Peleran, der in seiner Waffenform die Muschel in Hanyas Hand war, ruckelte, als wäre er mit den Worten nicht einverstanden.
»Wie wir herausgefunden haben, schafft mein Bruder es sehr wohl, sich an Personen zu erinnern, wenn er lange genug Zeit mit ihnen verbracht hat.
Wahrscheinlich wird Aurelian sich Peleran besser merken, wenn er öfter mit ihm zu tun hat. Spätestens bei den Hochzeitsvorbereitungen«, meinte Mahane zuversichtlich.
Daraufhin schien sich Peleran zu beruhigen. Die Muschel hörte auf zu ruckeln, und Hanya verwandelte ihre Waffe nach einem letzten prüfenden Blick wieder zurück.
»Ich bestehe darauf. Schließlich bin ich der einzig wahre Hofschneider der Königinnenfamilie. Ich habe bereits die Generationen vor euch eingekl-«
»Genug. Du hast sie bestimmt nicht vorgeladen, um ihnen davon zu erzählen, welche Gewandungen ihre Großeltern getragen haben.« Hanya griff nach den Stoffstücken, die immer noch im Wasser herumtrieben.
»Vorgeladen? Ich-«, abrupt brach er ab, zog die Stirn kraus, als müsse er nachdenken.

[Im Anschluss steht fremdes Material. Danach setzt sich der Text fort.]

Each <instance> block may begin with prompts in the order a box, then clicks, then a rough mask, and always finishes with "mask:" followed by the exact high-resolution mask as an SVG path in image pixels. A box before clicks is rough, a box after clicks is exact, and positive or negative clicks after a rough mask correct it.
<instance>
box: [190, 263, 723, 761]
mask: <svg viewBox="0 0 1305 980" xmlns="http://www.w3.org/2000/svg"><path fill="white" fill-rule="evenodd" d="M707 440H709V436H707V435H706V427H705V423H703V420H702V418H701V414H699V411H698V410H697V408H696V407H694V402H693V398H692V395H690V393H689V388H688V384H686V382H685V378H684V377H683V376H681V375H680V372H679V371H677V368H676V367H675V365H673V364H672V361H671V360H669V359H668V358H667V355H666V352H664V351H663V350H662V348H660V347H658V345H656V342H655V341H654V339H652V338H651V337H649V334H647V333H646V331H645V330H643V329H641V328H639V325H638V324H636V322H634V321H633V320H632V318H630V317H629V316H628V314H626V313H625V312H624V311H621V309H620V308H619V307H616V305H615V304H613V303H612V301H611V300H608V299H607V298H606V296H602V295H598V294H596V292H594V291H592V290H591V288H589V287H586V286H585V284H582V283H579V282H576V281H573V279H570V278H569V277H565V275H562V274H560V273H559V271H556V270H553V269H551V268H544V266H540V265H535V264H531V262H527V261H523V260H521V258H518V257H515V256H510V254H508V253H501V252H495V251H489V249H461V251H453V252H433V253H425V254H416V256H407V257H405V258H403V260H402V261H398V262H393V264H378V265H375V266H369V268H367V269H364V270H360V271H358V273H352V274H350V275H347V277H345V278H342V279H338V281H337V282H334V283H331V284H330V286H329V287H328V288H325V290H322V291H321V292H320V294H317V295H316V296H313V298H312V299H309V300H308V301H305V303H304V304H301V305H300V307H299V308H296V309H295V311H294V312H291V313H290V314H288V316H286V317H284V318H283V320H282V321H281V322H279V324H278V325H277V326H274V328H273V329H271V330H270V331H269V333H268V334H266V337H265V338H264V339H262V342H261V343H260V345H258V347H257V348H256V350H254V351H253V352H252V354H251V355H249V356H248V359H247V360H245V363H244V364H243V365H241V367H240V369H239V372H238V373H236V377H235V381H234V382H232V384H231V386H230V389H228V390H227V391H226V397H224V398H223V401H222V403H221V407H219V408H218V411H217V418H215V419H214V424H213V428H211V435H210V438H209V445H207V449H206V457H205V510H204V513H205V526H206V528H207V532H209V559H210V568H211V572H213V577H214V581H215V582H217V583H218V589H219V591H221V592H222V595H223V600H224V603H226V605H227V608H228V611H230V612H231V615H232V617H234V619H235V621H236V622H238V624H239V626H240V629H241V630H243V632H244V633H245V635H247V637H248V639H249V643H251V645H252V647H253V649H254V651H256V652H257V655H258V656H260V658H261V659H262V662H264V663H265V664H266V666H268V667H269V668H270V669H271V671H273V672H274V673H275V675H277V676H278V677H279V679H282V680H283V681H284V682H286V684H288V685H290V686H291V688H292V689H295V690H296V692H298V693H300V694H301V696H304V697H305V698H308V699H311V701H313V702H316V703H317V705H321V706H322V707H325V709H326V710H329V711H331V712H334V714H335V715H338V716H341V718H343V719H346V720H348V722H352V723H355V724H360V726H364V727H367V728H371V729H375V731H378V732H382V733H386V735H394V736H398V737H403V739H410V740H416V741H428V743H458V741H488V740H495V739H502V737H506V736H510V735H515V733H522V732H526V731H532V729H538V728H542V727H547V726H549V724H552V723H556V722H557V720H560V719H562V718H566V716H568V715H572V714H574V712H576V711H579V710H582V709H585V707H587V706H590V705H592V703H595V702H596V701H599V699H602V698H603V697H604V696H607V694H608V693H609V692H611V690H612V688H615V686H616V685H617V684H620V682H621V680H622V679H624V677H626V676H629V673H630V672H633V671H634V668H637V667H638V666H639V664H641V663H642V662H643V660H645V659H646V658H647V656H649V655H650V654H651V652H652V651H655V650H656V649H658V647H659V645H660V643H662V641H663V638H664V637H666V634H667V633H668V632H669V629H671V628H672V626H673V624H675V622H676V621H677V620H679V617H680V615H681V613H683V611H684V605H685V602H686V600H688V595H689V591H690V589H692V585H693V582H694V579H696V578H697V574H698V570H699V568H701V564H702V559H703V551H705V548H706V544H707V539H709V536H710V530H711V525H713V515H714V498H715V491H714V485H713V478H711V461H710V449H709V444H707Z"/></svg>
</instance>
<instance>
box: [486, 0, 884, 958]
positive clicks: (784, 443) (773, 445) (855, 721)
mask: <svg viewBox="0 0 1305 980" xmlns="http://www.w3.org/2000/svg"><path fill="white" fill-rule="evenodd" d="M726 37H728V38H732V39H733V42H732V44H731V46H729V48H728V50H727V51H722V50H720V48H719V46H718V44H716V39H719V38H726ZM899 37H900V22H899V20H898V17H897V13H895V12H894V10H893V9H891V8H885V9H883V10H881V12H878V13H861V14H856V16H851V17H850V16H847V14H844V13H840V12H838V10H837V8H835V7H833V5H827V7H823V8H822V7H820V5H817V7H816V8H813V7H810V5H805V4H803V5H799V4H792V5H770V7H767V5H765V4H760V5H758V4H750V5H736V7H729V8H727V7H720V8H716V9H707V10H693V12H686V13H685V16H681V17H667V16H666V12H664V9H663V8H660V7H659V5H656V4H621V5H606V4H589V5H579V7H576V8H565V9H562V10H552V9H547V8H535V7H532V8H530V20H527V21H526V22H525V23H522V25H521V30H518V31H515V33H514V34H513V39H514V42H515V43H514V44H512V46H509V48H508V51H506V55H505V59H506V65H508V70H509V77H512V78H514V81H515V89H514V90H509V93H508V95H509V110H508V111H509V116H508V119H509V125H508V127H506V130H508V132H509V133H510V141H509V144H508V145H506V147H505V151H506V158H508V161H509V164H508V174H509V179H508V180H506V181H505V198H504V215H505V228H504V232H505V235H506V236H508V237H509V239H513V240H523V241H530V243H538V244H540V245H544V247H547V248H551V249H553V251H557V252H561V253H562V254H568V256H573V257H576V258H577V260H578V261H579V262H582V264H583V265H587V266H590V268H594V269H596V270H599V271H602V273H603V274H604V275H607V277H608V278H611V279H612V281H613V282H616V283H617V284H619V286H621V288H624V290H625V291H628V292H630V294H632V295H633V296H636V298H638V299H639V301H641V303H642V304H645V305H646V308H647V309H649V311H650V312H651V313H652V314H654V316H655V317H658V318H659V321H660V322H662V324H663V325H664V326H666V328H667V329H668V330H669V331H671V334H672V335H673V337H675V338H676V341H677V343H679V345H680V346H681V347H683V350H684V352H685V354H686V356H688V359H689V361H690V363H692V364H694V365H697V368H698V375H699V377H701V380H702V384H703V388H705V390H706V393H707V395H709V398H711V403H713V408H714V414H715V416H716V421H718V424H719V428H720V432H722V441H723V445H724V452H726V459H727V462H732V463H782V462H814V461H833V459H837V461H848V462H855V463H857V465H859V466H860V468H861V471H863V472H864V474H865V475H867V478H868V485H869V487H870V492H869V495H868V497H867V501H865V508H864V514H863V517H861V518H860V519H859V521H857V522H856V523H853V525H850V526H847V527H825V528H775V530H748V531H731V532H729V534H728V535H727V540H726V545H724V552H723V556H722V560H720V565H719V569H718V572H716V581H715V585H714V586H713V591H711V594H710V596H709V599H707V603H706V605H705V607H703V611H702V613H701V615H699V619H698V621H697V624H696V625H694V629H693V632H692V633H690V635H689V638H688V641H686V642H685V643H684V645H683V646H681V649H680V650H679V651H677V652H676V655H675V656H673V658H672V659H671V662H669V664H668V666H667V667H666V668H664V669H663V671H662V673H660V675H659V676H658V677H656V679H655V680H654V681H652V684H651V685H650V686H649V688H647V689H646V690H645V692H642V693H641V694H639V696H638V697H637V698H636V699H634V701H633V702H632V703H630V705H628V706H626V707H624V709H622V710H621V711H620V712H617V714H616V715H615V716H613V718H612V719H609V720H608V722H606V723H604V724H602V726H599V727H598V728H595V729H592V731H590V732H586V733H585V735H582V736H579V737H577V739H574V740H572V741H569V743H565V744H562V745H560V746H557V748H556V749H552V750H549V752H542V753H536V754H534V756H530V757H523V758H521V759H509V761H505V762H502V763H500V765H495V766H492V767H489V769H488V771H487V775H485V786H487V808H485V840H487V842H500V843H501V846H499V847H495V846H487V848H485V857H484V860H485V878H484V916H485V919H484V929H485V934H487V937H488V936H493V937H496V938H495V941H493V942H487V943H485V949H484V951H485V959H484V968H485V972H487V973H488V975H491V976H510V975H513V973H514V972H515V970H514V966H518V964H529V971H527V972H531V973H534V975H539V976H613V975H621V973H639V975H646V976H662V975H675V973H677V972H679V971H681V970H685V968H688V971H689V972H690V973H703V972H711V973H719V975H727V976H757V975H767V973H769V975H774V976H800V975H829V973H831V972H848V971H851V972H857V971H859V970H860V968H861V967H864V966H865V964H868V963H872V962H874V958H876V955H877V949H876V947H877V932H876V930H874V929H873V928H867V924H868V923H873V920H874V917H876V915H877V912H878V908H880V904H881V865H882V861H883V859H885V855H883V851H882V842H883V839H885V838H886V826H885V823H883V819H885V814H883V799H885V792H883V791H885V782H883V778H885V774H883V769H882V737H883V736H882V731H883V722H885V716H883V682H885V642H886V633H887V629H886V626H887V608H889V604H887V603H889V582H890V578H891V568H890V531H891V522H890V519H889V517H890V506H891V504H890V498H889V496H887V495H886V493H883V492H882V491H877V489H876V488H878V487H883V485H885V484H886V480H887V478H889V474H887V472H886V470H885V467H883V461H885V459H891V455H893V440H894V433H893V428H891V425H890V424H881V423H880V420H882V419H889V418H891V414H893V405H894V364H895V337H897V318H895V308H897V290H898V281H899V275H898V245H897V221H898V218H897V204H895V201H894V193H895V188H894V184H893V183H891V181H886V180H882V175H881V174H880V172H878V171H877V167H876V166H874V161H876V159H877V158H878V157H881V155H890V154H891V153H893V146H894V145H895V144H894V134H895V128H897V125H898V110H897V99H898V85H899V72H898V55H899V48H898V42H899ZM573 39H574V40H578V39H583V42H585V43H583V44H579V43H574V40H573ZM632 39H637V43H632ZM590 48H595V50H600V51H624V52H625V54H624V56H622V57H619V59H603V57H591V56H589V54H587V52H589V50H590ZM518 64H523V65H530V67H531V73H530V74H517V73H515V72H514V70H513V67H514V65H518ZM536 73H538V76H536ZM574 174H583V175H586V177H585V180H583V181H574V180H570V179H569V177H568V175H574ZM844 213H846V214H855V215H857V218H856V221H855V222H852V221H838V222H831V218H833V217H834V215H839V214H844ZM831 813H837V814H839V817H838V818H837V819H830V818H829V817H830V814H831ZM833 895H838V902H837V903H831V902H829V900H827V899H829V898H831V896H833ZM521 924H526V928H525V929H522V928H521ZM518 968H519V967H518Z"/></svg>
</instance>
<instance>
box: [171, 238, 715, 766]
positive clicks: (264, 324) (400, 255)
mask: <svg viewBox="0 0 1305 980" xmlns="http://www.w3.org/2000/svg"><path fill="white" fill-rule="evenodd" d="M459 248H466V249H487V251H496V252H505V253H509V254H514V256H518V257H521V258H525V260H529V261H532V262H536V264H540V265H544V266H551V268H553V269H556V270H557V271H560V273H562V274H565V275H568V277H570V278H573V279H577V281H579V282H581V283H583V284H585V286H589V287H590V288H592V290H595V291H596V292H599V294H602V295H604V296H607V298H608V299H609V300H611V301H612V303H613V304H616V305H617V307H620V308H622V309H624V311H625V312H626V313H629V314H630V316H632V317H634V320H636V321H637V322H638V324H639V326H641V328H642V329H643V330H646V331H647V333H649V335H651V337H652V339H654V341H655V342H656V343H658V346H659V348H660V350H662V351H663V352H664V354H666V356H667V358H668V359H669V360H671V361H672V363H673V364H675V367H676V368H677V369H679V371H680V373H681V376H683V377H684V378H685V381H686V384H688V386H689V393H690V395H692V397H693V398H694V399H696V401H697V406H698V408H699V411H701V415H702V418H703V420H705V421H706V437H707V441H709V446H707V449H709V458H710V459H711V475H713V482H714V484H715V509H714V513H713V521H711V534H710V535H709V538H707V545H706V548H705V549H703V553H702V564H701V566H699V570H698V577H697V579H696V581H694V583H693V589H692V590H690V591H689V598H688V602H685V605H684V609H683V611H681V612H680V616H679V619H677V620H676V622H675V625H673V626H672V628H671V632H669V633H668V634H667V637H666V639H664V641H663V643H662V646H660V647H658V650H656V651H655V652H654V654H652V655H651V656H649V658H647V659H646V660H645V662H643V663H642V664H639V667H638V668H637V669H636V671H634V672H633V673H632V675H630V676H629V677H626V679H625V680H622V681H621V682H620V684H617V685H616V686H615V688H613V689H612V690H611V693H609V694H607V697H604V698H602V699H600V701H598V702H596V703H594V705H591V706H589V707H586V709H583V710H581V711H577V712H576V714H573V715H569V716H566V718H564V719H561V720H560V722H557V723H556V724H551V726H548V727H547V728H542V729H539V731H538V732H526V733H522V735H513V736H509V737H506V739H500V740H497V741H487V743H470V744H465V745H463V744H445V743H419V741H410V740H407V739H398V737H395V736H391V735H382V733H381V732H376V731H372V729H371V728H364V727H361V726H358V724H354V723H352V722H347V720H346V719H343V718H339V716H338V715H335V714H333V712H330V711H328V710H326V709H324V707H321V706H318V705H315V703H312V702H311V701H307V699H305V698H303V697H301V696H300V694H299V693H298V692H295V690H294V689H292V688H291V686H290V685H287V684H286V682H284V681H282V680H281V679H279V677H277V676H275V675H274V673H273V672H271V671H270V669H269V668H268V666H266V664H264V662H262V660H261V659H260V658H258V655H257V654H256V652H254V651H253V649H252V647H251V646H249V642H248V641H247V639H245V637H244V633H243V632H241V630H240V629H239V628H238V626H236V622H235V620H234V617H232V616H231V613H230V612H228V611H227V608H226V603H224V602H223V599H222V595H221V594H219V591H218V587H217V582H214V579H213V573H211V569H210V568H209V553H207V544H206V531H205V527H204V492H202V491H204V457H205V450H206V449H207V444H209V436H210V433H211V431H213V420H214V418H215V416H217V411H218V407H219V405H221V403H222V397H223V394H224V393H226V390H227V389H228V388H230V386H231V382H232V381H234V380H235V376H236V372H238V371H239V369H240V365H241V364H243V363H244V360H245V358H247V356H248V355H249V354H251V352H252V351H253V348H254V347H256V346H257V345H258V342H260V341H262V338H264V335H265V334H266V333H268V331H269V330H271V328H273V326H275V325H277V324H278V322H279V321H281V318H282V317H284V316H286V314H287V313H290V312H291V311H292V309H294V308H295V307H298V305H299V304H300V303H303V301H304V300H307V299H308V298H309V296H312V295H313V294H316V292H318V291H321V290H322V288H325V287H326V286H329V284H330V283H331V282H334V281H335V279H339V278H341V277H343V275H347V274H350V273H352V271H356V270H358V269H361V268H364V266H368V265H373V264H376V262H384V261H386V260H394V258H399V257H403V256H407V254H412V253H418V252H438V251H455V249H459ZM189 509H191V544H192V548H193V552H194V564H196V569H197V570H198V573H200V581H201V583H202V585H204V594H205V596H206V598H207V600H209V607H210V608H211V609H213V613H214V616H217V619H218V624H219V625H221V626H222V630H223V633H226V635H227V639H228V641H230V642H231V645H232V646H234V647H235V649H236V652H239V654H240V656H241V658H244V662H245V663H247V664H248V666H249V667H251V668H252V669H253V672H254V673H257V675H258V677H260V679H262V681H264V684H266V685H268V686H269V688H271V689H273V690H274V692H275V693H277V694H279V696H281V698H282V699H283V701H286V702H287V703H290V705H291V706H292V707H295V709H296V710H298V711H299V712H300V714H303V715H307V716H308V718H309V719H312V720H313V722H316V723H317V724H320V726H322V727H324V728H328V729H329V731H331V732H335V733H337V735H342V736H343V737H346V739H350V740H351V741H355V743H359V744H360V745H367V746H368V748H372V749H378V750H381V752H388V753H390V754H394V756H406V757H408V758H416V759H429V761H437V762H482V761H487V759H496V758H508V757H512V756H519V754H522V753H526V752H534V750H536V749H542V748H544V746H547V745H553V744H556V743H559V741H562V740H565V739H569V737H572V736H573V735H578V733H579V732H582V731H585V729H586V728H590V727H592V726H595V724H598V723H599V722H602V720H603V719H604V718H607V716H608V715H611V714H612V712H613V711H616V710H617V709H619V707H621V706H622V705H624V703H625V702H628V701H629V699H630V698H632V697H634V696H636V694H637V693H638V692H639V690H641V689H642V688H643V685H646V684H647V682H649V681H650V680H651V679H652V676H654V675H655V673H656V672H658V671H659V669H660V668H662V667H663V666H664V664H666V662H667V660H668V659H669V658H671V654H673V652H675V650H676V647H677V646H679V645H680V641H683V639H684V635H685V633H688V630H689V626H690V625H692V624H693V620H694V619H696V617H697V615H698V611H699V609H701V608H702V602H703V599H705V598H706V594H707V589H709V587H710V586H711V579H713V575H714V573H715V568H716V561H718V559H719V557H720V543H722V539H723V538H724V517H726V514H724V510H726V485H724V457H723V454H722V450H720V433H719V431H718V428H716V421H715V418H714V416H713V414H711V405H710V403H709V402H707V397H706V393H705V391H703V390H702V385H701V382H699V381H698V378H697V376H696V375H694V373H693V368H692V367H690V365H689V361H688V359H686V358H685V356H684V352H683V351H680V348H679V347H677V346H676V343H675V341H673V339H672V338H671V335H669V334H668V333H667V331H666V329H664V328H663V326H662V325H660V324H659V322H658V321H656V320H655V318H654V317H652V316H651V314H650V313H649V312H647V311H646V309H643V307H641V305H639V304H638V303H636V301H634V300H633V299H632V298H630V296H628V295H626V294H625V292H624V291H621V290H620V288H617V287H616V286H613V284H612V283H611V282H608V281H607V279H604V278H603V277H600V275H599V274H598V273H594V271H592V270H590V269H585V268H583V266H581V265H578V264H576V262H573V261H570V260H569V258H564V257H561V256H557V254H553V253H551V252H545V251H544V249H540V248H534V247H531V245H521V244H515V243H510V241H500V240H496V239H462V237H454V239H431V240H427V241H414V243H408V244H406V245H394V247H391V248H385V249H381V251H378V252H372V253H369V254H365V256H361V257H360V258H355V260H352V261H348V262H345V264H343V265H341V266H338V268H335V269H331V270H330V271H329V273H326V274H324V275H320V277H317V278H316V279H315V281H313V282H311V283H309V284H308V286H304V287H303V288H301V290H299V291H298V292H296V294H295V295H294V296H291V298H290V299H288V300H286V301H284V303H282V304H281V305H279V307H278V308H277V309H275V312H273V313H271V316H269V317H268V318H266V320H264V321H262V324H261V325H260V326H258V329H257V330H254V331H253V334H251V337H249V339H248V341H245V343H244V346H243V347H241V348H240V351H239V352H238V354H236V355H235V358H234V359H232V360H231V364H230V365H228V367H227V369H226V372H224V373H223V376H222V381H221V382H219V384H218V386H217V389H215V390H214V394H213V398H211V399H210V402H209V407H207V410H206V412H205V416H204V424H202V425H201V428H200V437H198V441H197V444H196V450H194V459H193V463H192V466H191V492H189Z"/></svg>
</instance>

Nun schwamm Aurelian bewusst ins Sichtfeld seiner Schwester, damit sie Pelerans immer verdatterter werdenden Gesichtsausdruck nicht sehen konnte. Schnell baute Aurelian einen telepathischen Kanal nur zu ihm auf. »Bitte hilf uns, Mahane neu einzukleiden. Sie braucht etwas Schickes, etwas Praktisches für den Kampf und irgendetwas, das sie universell verwenden kann. Und am besten bringst du es so rüber, als wäre das alles deine Idee. Bitte, Peleran, du würdest Jektus damit einen großen Gefallen tun. Einen so großen, dass er sich bestimmt von dir rundum neu einkleiden lassen wird.«
Bei der Erwähnung Jektus‘ bekamen Pelerans Augen einen neuen Glanz. Weg war der schmollende, leicht reizbare Mann und zurückblieb ein aufgeregter, hochenthusiastischer.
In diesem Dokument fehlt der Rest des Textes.